Note: This bug is displayed in read-only format because the product is no longer active in Red Hat Bugzilla.

Bug 1230134

Summary: Nova computes agents lost AMQP connections
Product: Red Hat OpenStack Reporter: Pablo Iranzo Gómez <pablo.iranzo>
Component: python-oslo-messagingAssignee: Flavio Percoco <fpercoco>
Status: CLOSED DUPLICATE QA Contact: nlevinki <nlevinki>
Severity: high Docs Contact:
Priority: unspecified    
Version: 6.0 (Juno)CC: apevec, fpercoco, kgiusti, lhh, nyechiel, pablo.iranzo, yeylon
Target Milestone: ---Keywords: ZStream
Target Release: 7.0 (Kilo)   
Hardware: x86_64   
OS: Linux   
Whiteboard:
Fixed In Version: Doc Type: Bug Fix
Doc Text:
Story Points: ---
Clone Of: Environment:
Last Closed: 2015-08-19 08:32:14 UTC Type: Bug
Regression: --- Mount Type: ---
Documentation: --- CRM:
Verified Versions: Category: ---
oVirt Team: --- RHEL 7.3 requirements from Atomic Host:
Cloudforms Team: --- Target Upstream Version:
Embargoed:
Bug Depends On:    
Bug Blocks: 1214764    

Description Pablo Iranzo Gómez 2015-06-10 10:33:14 UTC
Description:

1. the main problem is that after random time we lose ability to start new VMs. The new VMs end up in ERROR state.

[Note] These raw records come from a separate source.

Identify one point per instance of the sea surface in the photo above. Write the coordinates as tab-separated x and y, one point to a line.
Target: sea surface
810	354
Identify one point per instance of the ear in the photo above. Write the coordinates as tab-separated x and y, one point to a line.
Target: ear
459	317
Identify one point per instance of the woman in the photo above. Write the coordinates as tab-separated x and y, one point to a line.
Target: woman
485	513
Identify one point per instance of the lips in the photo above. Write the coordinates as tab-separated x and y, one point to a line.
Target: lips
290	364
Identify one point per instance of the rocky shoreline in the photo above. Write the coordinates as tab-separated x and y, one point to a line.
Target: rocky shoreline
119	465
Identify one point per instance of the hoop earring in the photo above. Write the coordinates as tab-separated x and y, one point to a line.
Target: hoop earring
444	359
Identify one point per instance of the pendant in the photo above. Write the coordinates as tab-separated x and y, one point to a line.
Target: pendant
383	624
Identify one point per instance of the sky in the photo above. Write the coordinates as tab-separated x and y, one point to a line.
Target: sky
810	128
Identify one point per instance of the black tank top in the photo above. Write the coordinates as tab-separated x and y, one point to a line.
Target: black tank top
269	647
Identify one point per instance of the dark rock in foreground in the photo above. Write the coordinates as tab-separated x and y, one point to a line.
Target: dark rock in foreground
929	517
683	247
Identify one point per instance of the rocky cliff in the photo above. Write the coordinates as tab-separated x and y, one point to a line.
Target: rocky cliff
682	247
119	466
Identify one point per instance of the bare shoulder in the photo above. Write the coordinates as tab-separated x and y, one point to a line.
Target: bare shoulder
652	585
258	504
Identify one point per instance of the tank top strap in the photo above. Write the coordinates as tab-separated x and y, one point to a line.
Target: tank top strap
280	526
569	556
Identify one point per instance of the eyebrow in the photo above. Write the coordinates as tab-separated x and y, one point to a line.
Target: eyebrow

2. at this time nova service-list shows both computes down:
| 7  | nova-compute     | compute-0-0.local | zone0    | enabled | down  | 2015-06-04T07:29:49.000000 | -               |
| 8  | nova-compute     | compute-0-1.local | zone1    | enabled | down  | 2015-06-04T09:46:30.000000 | -               |

3. later on without restarting any service we got one compute back online 
| 7  | nova-compute     | compute-0-0.local | zone0    | enabled | down  | 2015-06-04T07:29:49.000000 | -               |
| 8  | nova-compute     | compute-0-1.local | zone1    | enabled | up    | 2015-06-04T11:16:29.000000 | -               |

Looks like this blocks creation of new VMs. 

Looking around: 
1. qpid looks active and all the other services are active and working in the same time
2. on qpid we see connections from all other services but we missing from compute which is down,
     this is how I check this:
                qpid-stat -c | grep 10.1.255.251
                qpid-stat -c | grep 10.1.255.252 
3. on affected compute I still see TCP connection in  CLOSE_WAIT state   
     compute-0-1.local:49136->10.1.20.151:amqps (CLOSE_WAIT) 
   
     CLOSE_WAIT means that qpid closed the connection (not the compute), but the computes hasn't handled it yet.. 
      but it's probably qpid that saw the compute as down and closed the conenction
4. The CLOSE_WAITs eventually got closed on c1, and we can create VMs on C1. But now we have the CLOSE_WAITs on second compute  and we cannot start VMs there. Most likely these CLOSE_WAITs stay there for ~1h and after they get closed, we will eventually again be able to start VMs.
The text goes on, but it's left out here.